Older teenagers and young adults are able to improve their fundamental maths skills and reasoning abilities more rapidly than younger teens, according to a new research done at the University College London Institute of Cognitive Sciences. The study also says that older adolescents significantly improved their performance in maths skills after training.
“We have found that the cognitive skills, which are related to mathematics performance, show greater training effects in late adolescence than in early adolescence,” said Lisa Knoll, one of the authors of the research. Prof Sarah-Jayne Blakemore, senior author of the study, said that while older teens did better following training in non-verbal reasoning, the tests showed that younger teens aged 11-13 could also advance rapidly after being given brief online training sessions for three weeks.
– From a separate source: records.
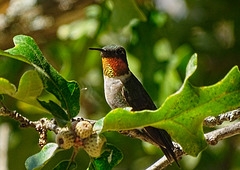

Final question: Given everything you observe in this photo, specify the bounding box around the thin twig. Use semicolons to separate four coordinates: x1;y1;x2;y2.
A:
147;117;240;170
203;108;240;127
0;103;59;148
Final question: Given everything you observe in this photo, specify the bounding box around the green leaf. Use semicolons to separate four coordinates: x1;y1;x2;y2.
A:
25;143;58;170
111;0;146;29
38;100;69;127
6;35;80;119
0;77;16;96
54;161;77;170
0;70;45;110
0;49;30;64
102;54;240;156
88;144;123;170
93;118;104;134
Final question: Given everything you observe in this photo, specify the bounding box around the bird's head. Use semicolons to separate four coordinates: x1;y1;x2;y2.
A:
89;45;129;77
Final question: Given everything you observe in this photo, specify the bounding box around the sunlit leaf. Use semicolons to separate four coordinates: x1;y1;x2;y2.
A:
102;55;240;156
54;161;77;170
0;70;44;109
6;35;80;119
25;143;58;170
0;49;30;64
88;144;123;170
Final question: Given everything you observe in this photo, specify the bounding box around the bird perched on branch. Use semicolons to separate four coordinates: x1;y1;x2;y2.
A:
89;45;179;166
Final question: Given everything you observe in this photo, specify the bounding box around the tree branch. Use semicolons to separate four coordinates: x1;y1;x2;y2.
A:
146;108;240;170
203;108;240;127
0;102;240;170
0;105;60;148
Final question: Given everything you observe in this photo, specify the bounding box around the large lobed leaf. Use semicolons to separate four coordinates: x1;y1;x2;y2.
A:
2;35;80;120
88;143;123;170
0;70;45;110
102;54;240;156
25;143;58;170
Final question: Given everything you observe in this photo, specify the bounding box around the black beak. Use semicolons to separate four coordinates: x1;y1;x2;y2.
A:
89;48;106;52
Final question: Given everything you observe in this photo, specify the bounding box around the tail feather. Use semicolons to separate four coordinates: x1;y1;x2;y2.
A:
144;126;180;167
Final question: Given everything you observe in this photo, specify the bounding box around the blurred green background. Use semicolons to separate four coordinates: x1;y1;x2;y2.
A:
0;0;240;170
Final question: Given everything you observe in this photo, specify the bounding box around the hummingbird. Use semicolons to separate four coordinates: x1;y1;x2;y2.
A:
89;45;179;166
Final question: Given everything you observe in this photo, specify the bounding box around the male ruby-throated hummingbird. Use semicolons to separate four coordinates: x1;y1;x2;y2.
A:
89;45;179;166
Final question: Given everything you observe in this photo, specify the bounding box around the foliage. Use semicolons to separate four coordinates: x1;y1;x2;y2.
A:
0;0;240;169
103;54;240;156
7;35;80;126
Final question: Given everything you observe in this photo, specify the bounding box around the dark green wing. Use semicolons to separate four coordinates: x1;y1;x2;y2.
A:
123;74;179;166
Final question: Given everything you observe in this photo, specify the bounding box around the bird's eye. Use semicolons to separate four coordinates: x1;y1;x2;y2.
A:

These findings highlight the relevance of late developmental stage for education and challenge the assumption that earlier is always better for learning. We find that fundamental cognitive skills related to mathematics can be significantly trained in late adolescence.
The research, the first of its kind to compare the effects of training between age groups, gave tests in one of three formats to more than 600 children, teenagers and adults aged 11 to 33. After completing 20 days of training through brief online sessions, they were re-tested to measure improvement.
While one of the three formats – face recognition – showed no improvement after training, the other two tests, of non-verbal reasoning and number judgments, showed distinct differences between age groups, with those at the older end of the age scale developing more rapidly after training.